Version-Release number of selected component (if applicable):
3.11
Most certainly 4.4 is also affected...

How reproducible:
Always

Steps to Reproduce:
1. oc new-project test-filter
2. oc new-app openshift/hello openshift
3. oc scale dc/hello openshift
4. oc new-app httpd
5. ssh to the node using the httpd pod
6. nsenter the httpd pod net namespace (nsenter -n -t <pid>)
7. echo "GET http://<svc ip>:<svc port>" | /tmp/vegeta attack -duration=5s | tee results.bin | /tmp/vegeta report

Actual results:
$ sudo nsenter -n -t 3978
# echo "GET http://172.30.239.59:8080" | /tmp/vegeta attack -duration=5s | tee results.bin | /tmp/vegeta report
Requests      [total, rate, throughput]    250, 50.20, 0.00
Duration      [total, attack, wait]        21.046354763s, 4.979783809s, 16.066570954s
Latencies     [mean, 50, 90, 95, 99, max]  7.281432594s, 7.915426174s, 17.769387549s, 17.919384172s, 18.019570465s, 18.03946945s
Bytes In      [total, mean]                0, 0.00
Bytes Out     [total, mean]                0, 0.00
Success       [ratio]                      0.00%
Status Codes  [code:count]                 0:250  
Error Set:
Get http://172.30.239.59:8080: dial tcp 0.0.0.0:0->172.30.239.59:8080: connect: no route to host


Expected results:
I created an iptables rule in the pod's net namespace to compare timing.
$ sudo nsenter -n -t 3978
# iptables -A OUTPUT -d 172.30.239.59/32 -p tcp -m comment --comment "telar/hello-openshift:8080-tcp has no endpoints" -m tcp --dport 8080 -j REJECT --reject-with icmp-port-unreachable
# echo "GET http://172.30.239.59:8080" | /tmp/vegeta attack -duration=5s | tee results.bin | /tmp/vegeta report
Requests      [total, rate, throughput]    250, 50.20, 0.00
Duration      [total, attack, wait]        5.981782675s, 4.979960498s, 1.001822177s
Latencies     [mean, 50, 90, 95, 99, max]  1.0017498s, 1.001660707s, 1.001843035s, 1.002594677s, 1.003528148s, 1.005008586s
Bytes In      [total, mean]                0, 0.00
Bytes Out     [total, mean]                0, 0.00
Success       [ratio]                      0.00%
Status Codes  [code:count]                 0:250  
Error Set:
Get http://172.30.239.59:8080: dial tcp 0.0.0.0:0->172.30.239.59:8080: connect: connection refused

When adding the rule we can see a much much better performance refusing the connections.

Additional info:
1- I'm using vegeta which we don't support because it's what the customer provided, we can probably use ab (apache benchmark) instead.
2- We need to actually check the impact on /proc/sys/net/ipv4/icmp_msgs_burst
3- Reject is only accepted in the filter table, so I'm not quite sure how to better implement this, perhaps doing a DNAT to the service IP fixes it but I'd need to check.

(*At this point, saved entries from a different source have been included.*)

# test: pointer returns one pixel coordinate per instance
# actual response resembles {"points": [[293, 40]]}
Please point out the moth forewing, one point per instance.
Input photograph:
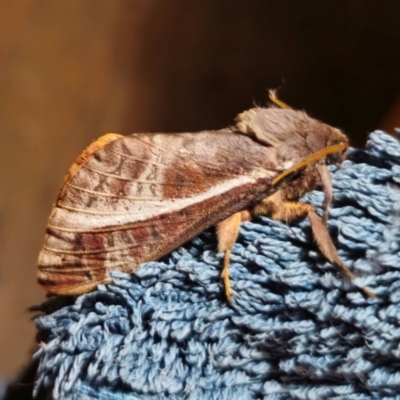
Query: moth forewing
{"points": [[132, 199]]}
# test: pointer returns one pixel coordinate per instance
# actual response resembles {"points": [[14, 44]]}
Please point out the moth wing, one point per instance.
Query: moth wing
{"points": [[133, 199]]}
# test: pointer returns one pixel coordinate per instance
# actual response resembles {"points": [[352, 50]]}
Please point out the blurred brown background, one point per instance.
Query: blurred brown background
{"points": [[72, 70]]}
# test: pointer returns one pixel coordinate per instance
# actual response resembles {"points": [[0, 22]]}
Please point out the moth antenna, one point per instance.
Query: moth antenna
{"points": [[272, 96], [308, 160], [326, 187]]}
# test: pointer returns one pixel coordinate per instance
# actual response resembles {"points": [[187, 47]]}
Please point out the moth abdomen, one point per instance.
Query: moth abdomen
{"points": [[127, 200]]}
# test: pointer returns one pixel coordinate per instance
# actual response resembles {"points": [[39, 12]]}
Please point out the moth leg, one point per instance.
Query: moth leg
{"points": [[227, 233], [277, 207], [327, 188]]}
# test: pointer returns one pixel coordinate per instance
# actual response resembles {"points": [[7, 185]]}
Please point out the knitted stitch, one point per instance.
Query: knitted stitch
{"points": [[295, 329]]}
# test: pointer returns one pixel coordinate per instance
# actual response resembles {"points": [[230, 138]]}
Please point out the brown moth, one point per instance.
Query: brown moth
{"points": [[132, 199]]}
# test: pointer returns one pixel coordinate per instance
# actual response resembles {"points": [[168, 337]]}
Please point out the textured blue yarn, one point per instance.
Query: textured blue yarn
{"points": [[296, 328]]}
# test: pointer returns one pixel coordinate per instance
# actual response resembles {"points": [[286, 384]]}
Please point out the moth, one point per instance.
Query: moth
{"points": [[131, 199]]}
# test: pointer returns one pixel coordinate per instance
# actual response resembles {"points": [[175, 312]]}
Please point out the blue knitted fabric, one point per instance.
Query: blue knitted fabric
{"points": [[296, 328]]}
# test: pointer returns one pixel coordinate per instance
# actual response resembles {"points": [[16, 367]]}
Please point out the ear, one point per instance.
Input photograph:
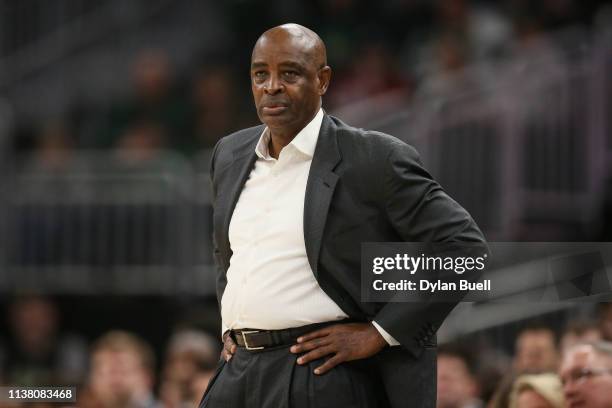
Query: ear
{"points": [[324, 75]]}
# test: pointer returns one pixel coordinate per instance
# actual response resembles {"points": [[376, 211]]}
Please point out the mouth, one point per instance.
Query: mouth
{"points": [[273, 109]]}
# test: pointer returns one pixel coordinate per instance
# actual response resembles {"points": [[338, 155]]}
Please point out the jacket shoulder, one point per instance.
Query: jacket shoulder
{"points": [[223, 152]]}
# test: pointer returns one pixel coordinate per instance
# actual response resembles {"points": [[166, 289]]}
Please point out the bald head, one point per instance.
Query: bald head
{"points": [[289, 74], [301, 38]]}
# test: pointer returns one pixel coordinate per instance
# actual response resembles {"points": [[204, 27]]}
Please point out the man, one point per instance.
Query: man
{"points": [[586, 374], [536, 350], [121, 373], [293, 201]]}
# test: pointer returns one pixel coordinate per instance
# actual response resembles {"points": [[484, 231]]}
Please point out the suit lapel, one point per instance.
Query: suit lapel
{"points": [[319, 190], [244, 160]]}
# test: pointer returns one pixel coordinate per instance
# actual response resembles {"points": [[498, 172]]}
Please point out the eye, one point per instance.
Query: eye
{"points": [[291, 75], [259, 75]]}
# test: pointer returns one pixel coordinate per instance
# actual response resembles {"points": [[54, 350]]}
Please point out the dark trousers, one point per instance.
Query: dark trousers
{"points": [[272, 378]]}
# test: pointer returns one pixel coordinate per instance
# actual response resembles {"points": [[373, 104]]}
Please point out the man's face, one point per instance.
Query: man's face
{"points": [[586, 377], [456, 386], [287, 82], [536, 352], [531, 399]]}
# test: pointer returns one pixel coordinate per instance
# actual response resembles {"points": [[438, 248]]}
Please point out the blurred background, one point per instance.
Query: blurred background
{"points": [[108, 112]]}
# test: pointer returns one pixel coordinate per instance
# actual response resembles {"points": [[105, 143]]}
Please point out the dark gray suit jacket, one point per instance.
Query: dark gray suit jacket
{"points": [[363, 186]]}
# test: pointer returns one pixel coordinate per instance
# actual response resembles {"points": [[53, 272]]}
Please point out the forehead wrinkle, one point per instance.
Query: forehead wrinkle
{"points": [[298, 39]]}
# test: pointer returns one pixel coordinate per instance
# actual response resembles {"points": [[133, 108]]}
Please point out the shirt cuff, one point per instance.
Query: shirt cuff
{"points": [[388, 338]]}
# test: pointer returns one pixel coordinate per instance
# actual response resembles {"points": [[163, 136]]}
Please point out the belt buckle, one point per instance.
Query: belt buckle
{"points": [[246, 344]]}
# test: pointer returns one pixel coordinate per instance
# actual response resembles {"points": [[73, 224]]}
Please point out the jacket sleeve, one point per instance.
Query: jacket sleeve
{"points": [[420, 211], [218, 268]]}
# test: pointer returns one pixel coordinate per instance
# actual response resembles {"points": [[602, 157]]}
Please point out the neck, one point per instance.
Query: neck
{"points": [[278, 140], [281, 137]]}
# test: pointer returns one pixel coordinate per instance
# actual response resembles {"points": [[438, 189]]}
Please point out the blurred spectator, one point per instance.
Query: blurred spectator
{"points": [[579, 332], [586, 373], [190, 362], [537, 391], [536, 350], [501, 398], [121, 374], [457, 385], [37, 352]]}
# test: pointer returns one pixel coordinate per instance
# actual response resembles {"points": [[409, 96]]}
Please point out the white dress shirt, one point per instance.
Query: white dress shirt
{"points": [[270, 284]]}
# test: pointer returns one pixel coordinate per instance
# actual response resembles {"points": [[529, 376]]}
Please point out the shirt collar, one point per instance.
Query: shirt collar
{"points": [[305, 141]]}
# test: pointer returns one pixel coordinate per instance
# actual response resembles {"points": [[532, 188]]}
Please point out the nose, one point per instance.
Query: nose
{"points": [[273, 85], [570, 390]]}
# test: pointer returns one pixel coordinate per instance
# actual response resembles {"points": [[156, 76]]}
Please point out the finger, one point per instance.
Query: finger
{"points": [[329, 364], [316, 354], [309, 345], [315, 334]]}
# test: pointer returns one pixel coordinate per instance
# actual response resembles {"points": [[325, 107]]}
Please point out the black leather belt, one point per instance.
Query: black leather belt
{"points": [[253, 339]]}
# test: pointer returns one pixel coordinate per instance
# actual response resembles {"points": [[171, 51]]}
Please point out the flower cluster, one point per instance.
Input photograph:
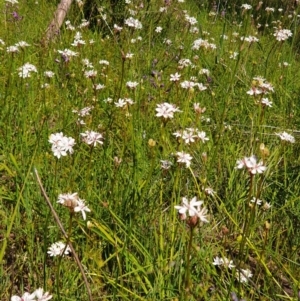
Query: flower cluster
{"points": [[83, 113], [134, 23], [282, 34], [74, 203], [184, 158], [260, 86], [243, 275], [223, 262], [25, 70], [92, 138], [37, 295], [61, 144], [193, 209], [251, 164], [67, 54], [58, 249]]}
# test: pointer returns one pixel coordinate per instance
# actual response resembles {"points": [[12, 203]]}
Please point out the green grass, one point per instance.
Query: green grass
{"points": [[133, 244]]}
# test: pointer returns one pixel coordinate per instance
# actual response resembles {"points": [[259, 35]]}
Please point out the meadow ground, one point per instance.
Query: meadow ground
{"points": [[164, 136]]}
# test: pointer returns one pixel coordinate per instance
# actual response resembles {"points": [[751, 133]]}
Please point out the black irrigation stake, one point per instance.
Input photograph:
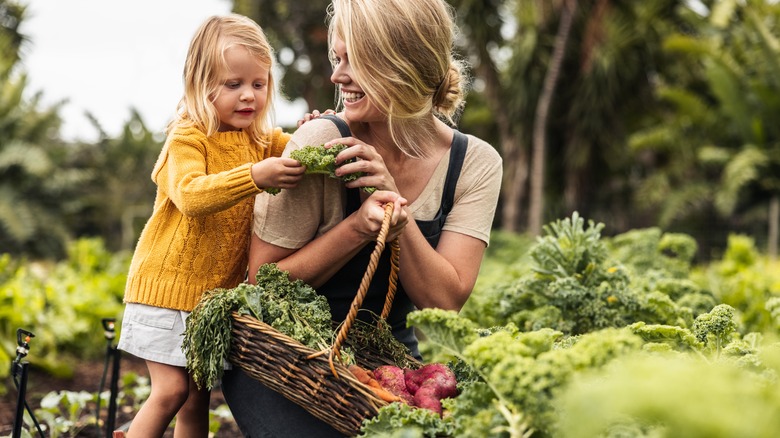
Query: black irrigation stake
{"points": [[113, 354], [21, 368]]}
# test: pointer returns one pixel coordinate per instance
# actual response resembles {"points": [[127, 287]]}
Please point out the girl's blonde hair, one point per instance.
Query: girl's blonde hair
{"points": [[401, 52], [204, 71]]}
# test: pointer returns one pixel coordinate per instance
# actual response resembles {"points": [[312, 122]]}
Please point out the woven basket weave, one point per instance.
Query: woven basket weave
{"points": [[316, 380]]}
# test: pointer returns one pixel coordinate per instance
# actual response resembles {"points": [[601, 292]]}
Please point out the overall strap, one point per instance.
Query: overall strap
{"points": [[457, 156]]}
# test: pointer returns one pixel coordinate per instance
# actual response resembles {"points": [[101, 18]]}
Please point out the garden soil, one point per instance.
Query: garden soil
{"points": [[87, 377]]}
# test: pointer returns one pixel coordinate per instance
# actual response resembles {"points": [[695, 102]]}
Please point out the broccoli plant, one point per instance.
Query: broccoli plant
{"points": [[715, 329], [322, 160]]}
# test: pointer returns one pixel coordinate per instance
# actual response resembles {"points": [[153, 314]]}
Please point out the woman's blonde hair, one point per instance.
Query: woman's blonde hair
{"points": [[204, 71], [401, 52]]}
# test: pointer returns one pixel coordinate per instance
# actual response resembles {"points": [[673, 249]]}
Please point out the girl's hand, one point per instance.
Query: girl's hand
{"points": [[375, 173], [313, 115], [369, 218], [277, 172]]}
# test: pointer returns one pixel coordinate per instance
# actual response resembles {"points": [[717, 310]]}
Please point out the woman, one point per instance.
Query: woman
{"points": [[398, 83]]}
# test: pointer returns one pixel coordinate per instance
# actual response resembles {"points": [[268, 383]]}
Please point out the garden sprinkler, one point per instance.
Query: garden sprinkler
{"points": [[21, 368], [113, 354]]}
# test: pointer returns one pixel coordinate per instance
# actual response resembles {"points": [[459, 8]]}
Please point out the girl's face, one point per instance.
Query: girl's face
{"points": [[243, 93], [357, 106]]}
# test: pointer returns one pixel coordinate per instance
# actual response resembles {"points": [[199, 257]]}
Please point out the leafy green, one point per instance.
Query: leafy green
{"points": [[399, 420], [715, 329], [207, 335], [322, 160]]}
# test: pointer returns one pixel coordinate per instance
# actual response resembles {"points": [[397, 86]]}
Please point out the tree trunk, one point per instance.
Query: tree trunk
{"points": [[536, 208], [512, 151], [774, 222]]}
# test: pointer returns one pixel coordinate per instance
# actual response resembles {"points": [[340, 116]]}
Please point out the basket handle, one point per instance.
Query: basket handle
{"points": [[364, 283]]}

Comment 1 Casey Callendrello 2019-12-12 14:42:48 UTC

This is a known upstream bug; https://github.com/kubernetes/kubernetes/pull/72534 is the fix. That's in v1.14. We could backport that if there's demand.

Comment 2 Juan Luis de Sousa-Valadas 2019-12-23 11:49:47 UTC

Customer closed the case and has not requested for it to be backported.

If one customer needs this we can backport it, but I'm closing this if nobody requests it.